Platão não trata nos seus diálogos desta questão, e sua solução estaria na agatha dogmata, nos ensinamentos não-escritos, transmitidos apenas oralmente (ver Para Uma Nova Interpretação de Platão de Giovanni Reale).


O coração da filosofia platônica é a ideia de hierarquia entre o mundo sensível (1ª navegação – filósofos naturalistas, pré-socráticos), o mundo inteligível (2ª navegação – mundo das Ideias), e o mundo dos princípios (a segunda parte da 2ª navegação compreendida apenas nos ensinamentos não-escritos):


Uno (Deus)

Princípios – 2ª parte da 2ª navegação (o mundo como Deus pensa)

Ideias/Formas – 2ª navegação (que se unificam nos Princípios)

Múltiplos – 1ª navegação (que se unificam nas Ideias)



 


Notas


  • Platão (427-348 a.C.) nasceu em Atenas ou na próxima Egina.

  • Filho de Ariston, descendente do rei Codro, Perictíone e de um irmão de Sólon do lado materno. Ainda na juventude, recebe o apelido de Platão (“largo”) por razões incertas, mas provavelmente ligadas ao seu tipo físico. Seu nome era Arístocles.

  • Aos 19 anos torna-se discípulo de Sócrates. Sua obra escrita nos chegou aparentemente completa (26 diálogos são considerados legítimos).

  • Segundo o matemático e filósofo Alfred North Whitehead (1861-1947), “a mais segura caracterização da tradição filosófica europeia é que esta se constitui de uma série de notas de rodapé a Platão.”

  • Os subtítulo dos diálogos, e.g. Fedro, sobre o Belo, foram dados por Trasilo no século I, na Biblioteca de Alexandria que então comandava.
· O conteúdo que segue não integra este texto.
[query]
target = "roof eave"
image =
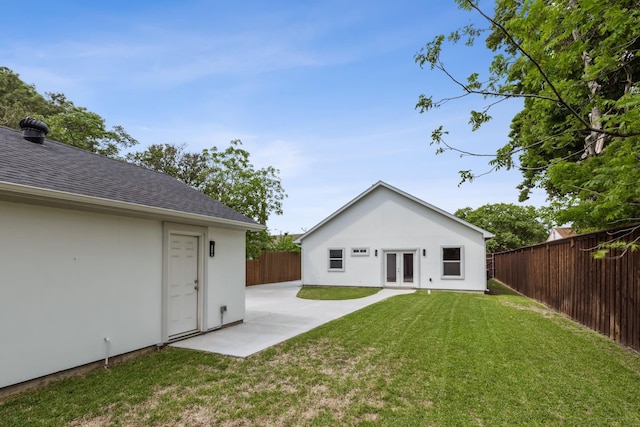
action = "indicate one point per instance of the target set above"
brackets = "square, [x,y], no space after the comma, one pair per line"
[55,198]
[486,234]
  • Parmênides, sobre as ideias é diálogo legítimo (gênero lógico), provavelmente do período de maturidade, fase da segunda florescência filosófica de Platão.

  • Eleatas – relativo a Eleia, cidade grega situada na Itália meridional (Magna Grécia), sede da escola eleática de Xenófanes, Parmênides e Zenão.

  • Claro <<< >>> Escuro (polos extremos) contraditórios, mutuamente excludentes. Mas quando há uma área cinza isso não representa exclusão, e.g. este carro não é branco (portanto pode ser de outras cores). O não-ser pode existir a partir do momento que é apenas diferente.

  • Monista = um só Ser Supremo / Dualista = Bem e Mal – inviável – Platão não é dualista, o mundo sensível participa do mundo inteligível, o Múltiplo participa do Uno, e a ele está subordinado. Pitágoras, Platão, cristãos e judeus dizem que tudo origina do Ser Supremo – são todos monistas.

  • Quatro estruturas da realidade: Deus cria o mundo físico (corpóreo) e se “retira”, primeiro passo para trás deixa o mundo sutil (psíquico), segundo passo o mundo angelical (espiritual). (Mundo Divino – Mundo Espiritual – Mundo Psíquico – Mundo Corpóreo)

  • A melhor maneira de ensinar algo é fazendo as pessoas usarem sua inspiração divina (dada por Deus) para apreender a realidade, saber o que a coisa é, adquirir o conhecimento. (exemplo medieval do disputatio)

  • A aplicação da palavra gênero para sexo é um retrocesso. A palavra foi criada para estabelecer se as coisas eram “femininas ou masculinas (“a” ou “o”)” pois as cosias não têm sexo – ser humano tem sexo, coisas tem gênero.

  • Fenotípico / fenótipo – você não consegue definir o sexo.

  • Para Kant a realidade forma-se na sua mente, ele é um idealista. Platão acha que até as ideias são extra-mentes sendo que para Kant elas são intra-mentes – Platão é um realista. Hegel é que começa com a tolice de idealismo (o ser é aquilo que está dentro da mente), uma nova corrente filosófica.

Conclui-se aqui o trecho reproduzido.